Wednesday, August 26, 2009

Hospitals See $16 Billion Windfall From Overhaul Deal

Hospitals may gain as much as $16 billion over a decade from the Obama administration’s proposals to overhaul the health-care system, according to a previously undisclosed analysis by the American Hospital Association.

Community Health Systems Inc., HCA Inc. and other hospital groups would receive $171 billion over 10 years in reimbursements for the newly insured under legislation to provide medical coverage for all U.S. citizens, the AHA said in a report to industry and lawmakers. The benefit would more than offset $155 billion in proposed cost cuts during the same period that hospitals promised in a deal with the White House.

Hospitals are among six interest groups that pledged in May to cut $2 trillion over 10 years to support President Barack Obama’s top domestic goal of reducing health-care costs and covering the nation’s 46 million uninsured. Hospitals will benefit from the elimination of bad debt for treating those without insurance, said Ira Loss, a senior health analyst at Washington Analysis, a Washington, D.C.-based company that examines the effects of public policy decisions.

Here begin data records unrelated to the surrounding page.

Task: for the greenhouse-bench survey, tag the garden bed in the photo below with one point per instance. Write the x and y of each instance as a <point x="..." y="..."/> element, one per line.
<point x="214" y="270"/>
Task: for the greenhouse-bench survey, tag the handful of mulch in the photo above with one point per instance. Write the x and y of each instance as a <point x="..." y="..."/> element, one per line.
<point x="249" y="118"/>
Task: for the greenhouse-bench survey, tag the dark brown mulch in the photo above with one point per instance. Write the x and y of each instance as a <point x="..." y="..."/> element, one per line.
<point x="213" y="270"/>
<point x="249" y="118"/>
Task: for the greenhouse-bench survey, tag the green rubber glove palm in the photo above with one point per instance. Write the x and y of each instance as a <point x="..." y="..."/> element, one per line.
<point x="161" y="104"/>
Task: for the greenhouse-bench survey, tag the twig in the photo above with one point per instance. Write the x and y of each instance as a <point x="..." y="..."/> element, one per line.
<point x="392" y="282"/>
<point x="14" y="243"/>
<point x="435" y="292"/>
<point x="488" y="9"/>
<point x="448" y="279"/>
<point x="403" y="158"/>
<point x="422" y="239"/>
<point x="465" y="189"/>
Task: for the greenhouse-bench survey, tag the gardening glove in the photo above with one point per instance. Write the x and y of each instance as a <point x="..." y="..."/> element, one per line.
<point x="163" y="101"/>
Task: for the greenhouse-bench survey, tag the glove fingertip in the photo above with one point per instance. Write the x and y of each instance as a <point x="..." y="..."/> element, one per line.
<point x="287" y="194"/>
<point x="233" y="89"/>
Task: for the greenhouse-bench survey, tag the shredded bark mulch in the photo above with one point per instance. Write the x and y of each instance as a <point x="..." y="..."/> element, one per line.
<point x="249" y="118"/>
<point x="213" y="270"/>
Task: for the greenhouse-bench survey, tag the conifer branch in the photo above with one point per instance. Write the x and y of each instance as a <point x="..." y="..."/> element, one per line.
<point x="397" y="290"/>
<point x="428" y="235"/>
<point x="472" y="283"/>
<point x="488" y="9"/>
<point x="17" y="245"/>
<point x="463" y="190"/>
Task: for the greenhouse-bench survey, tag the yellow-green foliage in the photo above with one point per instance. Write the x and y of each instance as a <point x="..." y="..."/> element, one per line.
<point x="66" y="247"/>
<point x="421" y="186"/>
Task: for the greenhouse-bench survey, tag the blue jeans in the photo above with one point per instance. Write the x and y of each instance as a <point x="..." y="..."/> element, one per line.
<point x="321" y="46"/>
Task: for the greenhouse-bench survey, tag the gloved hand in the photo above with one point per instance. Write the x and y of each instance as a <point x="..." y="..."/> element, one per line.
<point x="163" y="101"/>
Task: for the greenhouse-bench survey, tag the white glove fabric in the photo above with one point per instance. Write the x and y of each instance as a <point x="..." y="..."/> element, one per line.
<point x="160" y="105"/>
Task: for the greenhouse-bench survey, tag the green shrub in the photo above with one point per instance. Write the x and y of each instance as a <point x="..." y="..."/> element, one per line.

“If you look at any hospital company’s statements, they have huge bad debt,” of up to 10 percent, Loss said yesterday in a telephone interview. “There’s no question that’s a plus for them.”

The AHA, the Federation of American Hospitals and the Catholic Health Association pledged to cut costs at a May 11 event with Obama, insurers, drugmakers, a major union and doctors.

Cost-Cut Agreement

Hospitals agreed to the gradual reduction of $50 billion in government payments they receive for treating the uninsured. Another $2 billion in cuts would be made assuming the number of patients being readmitted to hospitals would fall because of procedural changes pushed by the administration. Another $103 billion would come from reduced payments from Medicare, the government’s program for the elderly and disabled.

“If all patients are covered by credible insurance, hospital revenues will increase as charity care goes away,” said Craig A. Becker, chief executive officer of the Tennessee Hospital Association in a July 9 statement, posted yesterday on the association’s Web site. “The AHA conservatively estimates that, nationally, hospitals will receive an additional $171 billion over 10 years in the form of reimbursement for the newly covered uninsured.”

Becker didn’t return a phone call seeking comment. AHA spokeswoman Elizabeth Lietz confirmed the estimate yesterday in an e-mail and said it was put together “a few months ago” for members of Congress and state hospital associations.

Becker said in the statement that while hospitals would experience no cut in payments for indirect medical education, slots for resident doctors will be increased slightly and redistributed. He also noted that from 1996 to 2003, the industry saw Medicare payment reductions similar to the proposed $103 billion cut.

“America’s hospitals put forward a significant amount of savings as part of the health insurance reform effort,” said Nicholas Papas, an administration spokesman, in an e-mail. “We’re confident insurance reform will improve health care for Americans and strengthen America’s hospitals.”

Nonbinding Deals

Lawmakers, who began their August recess without finishing health-care legislation, have cast doubt on the agreements with the interest groups. Representative Henry Waxman of California, the Democratic chairman of the House Energy and Commerce Committee, said neither Obama nor lawmakers are bound by the deals negotiated with the White House and the Democratic chairman of the Senate Finance Committee, Montana Senator Max Baucus.

House Speaker Nancy Pelosi, also a California Democrat, echoed Waxman in comments about the agreement the pharmaceutical industry made with the White House to reduce costs by $80 billion.

Five Congressional committees have jurisdiction over health. The four that have passed bills -- Energy and Commerce, Ways and Means and Education and Labor in the House, and the Health, Education, Pension and Labor panel in the Senate -- call for enrollment of the uninsured starting in 2013, Loss said.

2013 Enrollment

The estimate of $171 billion in reimbursements for the newly insured is “consistent with reality,” Les Funtleyder, a health-care analyst at Miller Tabak and Co., said yesterday in a telephone interview.

“The savings that are going to be taken from the hospital industry are likely to begin as soon as this is enacted and the enrollment of the new people under insurance reform is not going to happen until 2013, so there’s going to be a lag until they see the benefits,” Loss said.

Many of the cuts pledged by the hospital industry will be lower in the first few years after the overhaul is enacted and increase later in the decade, Becker said in his statement.

Hospitals account for about 31 percent of annual U.S. health-care spending and will produce $11 trillion in revenue over 10 years, Princeton University economist Uwe Reinhardt said in a July interview.